Intracellular trafficking of cell surface receptors modulates their signalling and cellular responses. Fibroblast growth factor receptors, like other receptor tyrosine kinases, in response to ligand binding undergo internalization from cell surface and controlled trafficking [22, 24, 25]. FGFR1 cleavage and internalization were proved to regulate pro-migratory gene expression. Inhibition of receptor trafficking abolished cell migration and invasive phenotype [24]. RSK2 was shown to bind directly to the C-terminal tail of FGFR1 and direct receptor endocytosis in human osteosarcoma cells [22]. We have found that stimulation with FGF2 promoted FGFR2 internalization; however pretreatment with specific RSK inhibitor (FMK) effectively prevented this effect. Subsequently, we examined a potential role of RSK2 in FGFR2 turnover in HB2 cells with stable RSK2 knockdown or treated with FMK. We found no difference in the level of FGFR2 expression or its ubiquitination resulting from RSK2 silencing or inhibition of RSK activity (Fig. 4b). This suggests that RSK2 might play a dual role for FGFR2 activities, i.e. it may mediate pro-migratory effects of FGFR2 in BCa cells [19] as well as be involved in regulation of FGFR2 intracellular trafficking.

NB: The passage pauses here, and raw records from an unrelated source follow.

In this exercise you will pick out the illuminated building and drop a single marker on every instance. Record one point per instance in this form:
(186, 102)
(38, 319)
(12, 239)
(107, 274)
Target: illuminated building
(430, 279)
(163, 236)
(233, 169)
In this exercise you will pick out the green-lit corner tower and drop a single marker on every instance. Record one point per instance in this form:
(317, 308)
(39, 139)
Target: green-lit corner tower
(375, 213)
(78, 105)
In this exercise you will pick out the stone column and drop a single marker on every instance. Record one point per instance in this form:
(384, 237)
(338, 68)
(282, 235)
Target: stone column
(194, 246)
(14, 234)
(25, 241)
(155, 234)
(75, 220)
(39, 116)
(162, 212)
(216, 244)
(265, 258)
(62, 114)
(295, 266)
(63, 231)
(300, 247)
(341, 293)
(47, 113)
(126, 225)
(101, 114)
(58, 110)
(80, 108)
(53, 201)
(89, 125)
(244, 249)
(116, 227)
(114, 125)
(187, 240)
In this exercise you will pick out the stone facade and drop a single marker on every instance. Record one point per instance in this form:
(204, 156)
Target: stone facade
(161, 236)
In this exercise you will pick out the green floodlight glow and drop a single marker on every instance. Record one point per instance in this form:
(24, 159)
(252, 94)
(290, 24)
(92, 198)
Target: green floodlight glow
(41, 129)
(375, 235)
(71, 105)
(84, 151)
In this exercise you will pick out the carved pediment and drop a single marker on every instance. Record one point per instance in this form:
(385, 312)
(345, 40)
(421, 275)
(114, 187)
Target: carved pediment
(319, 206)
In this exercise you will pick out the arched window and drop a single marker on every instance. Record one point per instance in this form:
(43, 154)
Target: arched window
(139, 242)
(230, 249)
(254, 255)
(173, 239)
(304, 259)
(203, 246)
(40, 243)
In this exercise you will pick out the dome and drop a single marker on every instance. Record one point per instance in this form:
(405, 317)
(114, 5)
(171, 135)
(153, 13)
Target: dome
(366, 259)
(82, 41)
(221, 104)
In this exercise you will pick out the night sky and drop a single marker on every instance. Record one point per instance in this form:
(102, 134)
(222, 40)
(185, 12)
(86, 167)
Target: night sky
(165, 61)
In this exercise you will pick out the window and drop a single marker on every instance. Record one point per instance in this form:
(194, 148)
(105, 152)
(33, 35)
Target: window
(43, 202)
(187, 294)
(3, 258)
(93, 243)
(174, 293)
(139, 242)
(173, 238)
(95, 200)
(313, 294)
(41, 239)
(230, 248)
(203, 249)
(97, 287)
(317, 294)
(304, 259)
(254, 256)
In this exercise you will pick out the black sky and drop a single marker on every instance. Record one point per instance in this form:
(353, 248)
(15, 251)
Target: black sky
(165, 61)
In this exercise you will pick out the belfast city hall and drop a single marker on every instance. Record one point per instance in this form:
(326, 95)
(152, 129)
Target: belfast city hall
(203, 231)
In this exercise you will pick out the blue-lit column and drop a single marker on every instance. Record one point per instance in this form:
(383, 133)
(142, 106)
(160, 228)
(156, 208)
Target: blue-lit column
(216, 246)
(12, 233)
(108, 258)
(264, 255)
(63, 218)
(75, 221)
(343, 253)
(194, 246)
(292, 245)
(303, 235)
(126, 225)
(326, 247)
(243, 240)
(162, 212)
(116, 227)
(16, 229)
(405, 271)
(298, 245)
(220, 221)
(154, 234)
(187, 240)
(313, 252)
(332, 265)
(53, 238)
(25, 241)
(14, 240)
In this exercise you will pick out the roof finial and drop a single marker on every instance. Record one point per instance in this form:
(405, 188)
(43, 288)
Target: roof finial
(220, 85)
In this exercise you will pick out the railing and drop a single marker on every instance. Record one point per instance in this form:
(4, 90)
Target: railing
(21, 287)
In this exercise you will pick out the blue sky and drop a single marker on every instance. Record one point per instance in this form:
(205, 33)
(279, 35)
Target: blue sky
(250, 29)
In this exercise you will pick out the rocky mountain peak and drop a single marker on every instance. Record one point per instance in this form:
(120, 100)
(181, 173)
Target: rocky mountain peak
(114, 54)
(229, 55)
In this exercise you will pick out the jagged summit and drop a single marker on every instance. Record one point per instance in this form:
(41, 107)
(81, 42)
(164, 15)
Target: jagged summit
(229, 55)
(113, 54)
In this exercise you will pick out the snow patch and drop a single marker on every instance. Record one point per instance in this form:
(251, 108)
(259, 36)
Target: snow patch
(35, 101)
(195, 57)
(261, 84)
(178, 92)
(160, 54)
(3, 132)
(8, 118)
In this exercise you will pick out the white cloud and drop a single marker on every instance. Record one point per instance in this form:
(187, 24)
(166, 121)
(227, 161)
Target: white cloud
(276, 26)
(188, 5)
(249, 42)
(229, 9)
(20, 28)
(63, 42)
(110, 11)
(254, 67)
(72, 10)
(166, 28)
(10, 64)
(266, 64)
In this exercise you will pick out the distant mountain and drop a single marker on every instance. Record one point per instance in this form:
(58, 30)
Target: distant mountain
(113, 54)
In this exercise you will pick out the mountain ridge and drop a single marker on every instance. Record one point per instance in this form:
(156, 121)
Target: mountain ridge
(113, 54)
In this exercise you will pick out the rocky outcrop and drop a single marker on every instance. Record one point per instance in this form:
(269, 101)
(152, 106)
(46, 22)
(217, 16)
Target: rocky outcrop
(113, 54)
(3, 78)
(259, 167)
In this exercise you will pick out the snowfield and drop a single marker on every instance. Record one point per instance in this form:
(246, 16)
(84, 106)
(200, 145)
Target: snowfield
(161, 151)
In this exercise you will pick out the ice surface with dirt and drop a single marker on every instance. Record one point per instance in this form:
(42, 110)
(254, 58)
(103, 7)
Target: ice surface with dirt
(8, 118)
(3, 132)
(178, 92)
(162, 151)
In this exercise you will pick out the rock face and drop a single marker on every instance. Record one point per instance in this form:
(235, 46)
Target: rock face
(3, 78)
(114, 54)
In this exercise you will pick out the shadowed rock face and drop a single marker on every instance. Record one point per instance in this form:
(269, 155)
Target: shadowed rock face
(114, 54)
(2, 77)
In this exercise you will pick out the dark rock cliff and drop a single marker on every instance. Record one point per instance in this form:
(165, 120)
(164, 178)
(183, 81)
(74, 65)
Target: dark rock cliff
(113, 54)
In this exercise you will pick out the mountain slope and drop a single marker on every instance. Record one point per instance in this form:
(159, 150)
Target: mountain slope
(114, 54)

To the best of our knowledge, this is the first study providing information on clinical significance of FGFR2/RSK2 interdependence in breast cancer patients. We demonstrated that FGFR2, RSK2 and RSK-P were expressed in breast cancer tissue and that patients with tumours devoid of RSK-P alone or in combination with FGFR2 had longer disease-free survival. Analysis of clinical material was supplemented by in vitro mechanistic analyses showing that FGFR2 and RSK2 formed an indirect complex in mammary epithelial cells. In addition, RSK activity was found to exert a significant impact on FGF2-triggered FGFR2 internalization. Taken together, our results imply that FGFR2-RSK2 signalling pathway is associated with BCa progression and evaluation of FGFR2/RSK-P expression might be useful in disease prognostication.

BCa, breast cancer; DFS, disease-free survival; EGF, epidermal growth factor; ER, oestrogen receptor; FGF2, fibroblast growth factor 2; FGFR1, fibroblast growth factor receptor 1; FGFR2, fibroblast growth factor receptor 2; FGFR3, fibroblast growth factor receptor 3; GSH, glutathione; HER2, human epidermal growth factor receptor 2; HR, hazard ratio; IGF-1, insulin-like growth factor 1; IHC, immunohistochemistry; IP, immunoprecipitation; PgR, progesterone receptor; RSK1, ribosomal s6 kinase 1; RSK2, ribosomal s6 kinase 2; RSK-P, phosphorylated ribosomal s6 kinases; RT-qPCR, reverse transcription quantitative polymerase chain reaction; SDS-PAGE, SDS polyacrylamide gel electrophoresis; SNP, single nucleotide polymorphism; TICs, tumour-initiating cells; TMA, tumour microarray; TNBC, triple-negative breast cancer.